Another inconvenient truth

I READ with interest the Guernsey Press report about the Environment Committee members’ meeting in Jersey, especially the fact that they flew there.

(Illustration by Elnur/Shutterstock)
(Illustration by Elnur/Shutterstock)

I am not going to criticise them – and I do find it disappointing that there was criticism of them for flying to Jersey for a meeting. I know that flying is not the most environmentally friendly mode of transport but we do have to be realistic and accept that there are times when it is needed and is the optimum transport option.

Where I do disagree with them, and it may be the way the story was reported, was the implication that their flights were justified because they put in place measures to offset the carbon from their flights.

The option to fly should be chosen because it is the most effective and practical option in the circumstances, irrespective of whether it is possible to mitigate the carbon through carbon offsetting.

I admit that I am not a fan of carbon offsetting.

Hold on a moment, you may ask; if carbon offsetting mitigates the impact of flying then it must be good, so why not like it? To understand my position, we first need to consider what carbon offsetting is.

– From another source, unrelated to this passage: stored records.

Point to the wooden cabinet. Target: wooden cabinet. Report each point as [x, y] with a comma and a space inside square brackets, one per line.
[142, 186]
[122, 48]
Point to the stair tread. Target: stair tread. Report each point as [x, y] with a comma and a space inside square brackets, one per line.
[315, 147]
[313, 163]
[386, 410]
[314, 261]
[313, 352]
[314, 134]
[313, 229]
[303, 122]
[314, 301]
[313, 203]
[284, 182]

To state the obvious, when we fly, the aircraft creates pollution. Offsetting does not reduce this pollution, but puts in place schemes which may reduce the pollution elsewhere, creating a balance. These schemes can fall into one of two categories: forestry projects which increase the number of trees, or stop existing trees being felled, and the second being aimed at generating non-carbon fuel energy.

In order to be truly effective, an offset scheme has to tick two boxes. Firstly, the project has to be dependent upon the offset funding. In other words, it would not be in place without the offset funding. Presumably those trees in Jersey would not have been planted had the deputies not flown to Jersey.

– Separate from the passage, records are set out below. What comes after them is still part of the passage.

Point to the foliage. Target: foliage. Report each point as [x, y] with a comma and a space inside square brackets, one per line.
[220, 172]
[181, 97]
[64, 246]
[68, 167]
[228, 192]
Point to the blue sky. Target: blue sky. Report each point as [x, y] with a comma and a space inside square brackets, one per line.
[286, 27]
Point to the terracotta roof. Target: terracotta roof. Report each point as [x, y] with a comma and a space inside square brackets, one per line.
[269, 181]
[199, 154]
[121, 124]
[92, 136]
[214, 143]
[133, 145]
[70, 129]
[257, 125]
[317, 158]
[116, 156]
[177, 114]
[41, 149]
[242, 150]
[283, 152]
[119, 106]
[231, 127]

Secondly, it has to be permanent and not reversed. It is no good if the trees are felled a year later, or not tended and they die.

As you can imagine, there is a great deal of variation between schemes and unfortunately there is no standard form of certification to show which are worthwhile and which are not. This makes choosing a carbon offsetting scheme to support very difficult.

To make this choice easier, many airlines offer the option of making a carbon offsetting contribution when you buy a ticket. Sounds great, nice and simple. Unfortunately, airline schemes also vary a lot.

For instance, the Qantas scheme seems very good, especially now they are trying to incentivise passengers to contribute more to it. At the other end of the spectrum is Ryanair’s scheme, which was described by a University College London report as a ‘green gimmick’ that would offset just 0.01% of the airline’s emissions.

The second reason for my dislike of carbon offsetting is a more moral one. Focusing on carbon offsetting gives the impression that non-environmental actions are OK as long as you do something else to offset them. It appeases people’s consciences about their actions rather than encouraging fundamental change.

I agree with the environmentalist George Monbiot’s comparison of carbon offsetting with the medieval practice of selling Catholic indulgences, whereby the rich could pay for their sins to be taken away.

The ultimate conclusion from this is that if you are rich you can fly to your heart’s content, as long as you can afford to plant enough trees, whereas if you cannot afford to offset the carbon you should not fly.

I would have been more impressed by the members of Environment if they had other reasons to justify their flights. Perhaps the alternatives would have entailed an overnight stay, or not given long enough time in Jersey for all of the meetings – both of these would be valid reasons for choosing to fly.

Carbon offsetting does have a role to play, it does some good, it may mitigate the effects of flying, but it should not be a justification for flying.

So, what should we do?

Flying less is the simple answer, but not the whole solution.

If we accept there is a climate emergency, then the fundamental problem is that as a whole population we are consuming too much. This is either directly (driving or flying) or indirectly (energy used in manufacturing and transporting goods we buy) using energy and causing the climate problem.

Which brings us to the ‘elephant in the room’: if the issue is of the magnitude that some say, then taking a few fewer flights, planting a few trees and not using plastic bags will not be sufficient action.

To be really effective, the changes to our lifestyles which are needed will result in a reduction in the standard of living for most of us.

We have got to a position where we accept, and indeed expect, a wide choice of relatively inexpensive food and consumer goods, now considered to be normal. Any reduction of which will result in a reduction in our standard of living.

The challenge for the States is to come up with an environmental plan which is more than just lip service, but also acceptable to the public. I do not envy them the challenge.

Finally, this is my last column before Christmas, indeed of 2019, so I take this opportunity to wish you a merry Christmas and a healthy New Year. I hope to return in 2020 with some reviews of the past four years and a look towards our general election.